Dutch water technology research centre

Wetsus - European Centre of Excellence for Sustainable Water Technology is a research centre for water technology in Leeuwarden, the Netherlands. Over one hundred companies and twenty knowledge institutes work together at Wetsus to develop solutions for global water issues.

== History ==
Wetsus was established as part of Samenwerkingsverband Noord-Nederland (a public-private partnership in the northern Netherlands, covering Friesland, Groningen and Drenthe), the Frisian Water Alliance, the University of Twente, the University of Groningen and Wageningen University & Research to strengthen the position of the region as major player in the water sector. In 2007 the institute was labeled Top Technological Institute.

== Collaboration ==
Together with other actors of the WaterCampus Leeuwarden, Wetsus collaborates with several initiatives, such as:

- the Water Alliance to take technological innovations to the market,
- the Centrum voor innovatief vakmanschap water (Centre for innovative craftmanship water) for vocational education;
- the Centre of Expertise Water Technology (CEW) for collaboration in the applied sciences.

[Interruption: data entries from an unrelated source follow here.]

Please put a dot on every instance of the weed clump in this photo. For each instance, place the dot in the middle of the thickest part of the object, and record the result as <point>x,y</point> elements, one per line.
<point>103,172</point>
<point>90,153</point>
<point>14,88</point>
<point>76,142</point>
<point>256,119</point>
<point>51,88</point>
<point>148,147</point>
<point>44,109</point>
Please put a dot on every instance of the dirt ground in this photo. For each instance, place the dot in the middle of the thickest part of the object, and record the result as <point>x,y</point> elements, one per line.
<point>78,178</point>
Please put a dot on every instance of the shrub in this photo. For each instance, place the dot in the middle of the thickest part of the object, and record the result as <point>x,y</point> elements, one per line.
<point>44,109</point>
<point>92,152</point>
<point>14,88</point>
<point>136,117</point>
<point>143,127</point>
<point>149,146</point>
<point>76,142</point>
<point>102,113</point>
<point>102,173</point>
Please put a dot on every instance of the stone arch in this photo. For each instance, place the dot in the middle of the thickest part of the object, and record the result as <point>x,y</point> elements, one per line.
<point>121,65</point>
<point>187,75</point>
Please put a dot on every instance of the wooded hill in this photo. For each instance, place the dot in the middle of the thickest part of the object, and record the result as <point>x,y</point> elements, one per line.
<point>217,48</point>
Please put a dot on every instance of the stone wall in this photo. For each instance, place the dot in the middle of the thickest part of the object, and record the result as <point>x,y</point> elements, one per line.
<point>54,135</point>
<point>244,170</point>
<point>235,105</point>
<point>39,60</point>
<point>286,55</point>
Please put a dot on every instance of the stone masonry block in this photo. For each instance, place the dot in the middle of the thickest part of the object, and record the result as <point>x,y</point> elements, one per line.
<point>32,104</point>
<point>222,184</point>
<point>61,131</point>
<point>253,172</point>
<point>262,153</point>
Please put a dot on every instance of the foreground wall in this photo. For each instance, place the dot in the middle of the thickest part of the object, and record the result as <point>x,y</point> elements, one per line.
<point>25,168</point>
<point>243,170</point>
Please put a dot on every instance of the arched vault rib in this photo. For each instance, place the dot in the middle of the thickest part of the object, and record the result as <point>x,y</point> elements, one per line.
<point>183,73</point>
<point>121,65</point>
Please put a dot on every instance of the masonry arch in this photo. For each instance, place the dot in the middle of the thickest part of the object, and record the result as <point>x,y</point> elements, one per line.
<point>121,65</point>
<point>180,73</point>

Wetsus is home to the MSc Water Technology, a joint degree of the University of Groningen, the University of Twente and Wageningen University & Research.

== Innovation & research ==
Wetsus studied reverse electrodialysis to generate osmotic power. That research resulted in a spin-off company called REDstack that generates blue energy at the Afsluitdijk in the Netherlands. Wetsus also promoted decentralized sanitation and wastewater reuse in the Netherlands through the spin-off company DeSaH.

As of 2024, research is focused on removing PFAS from water, and the removal of micro and nanoplastics from water.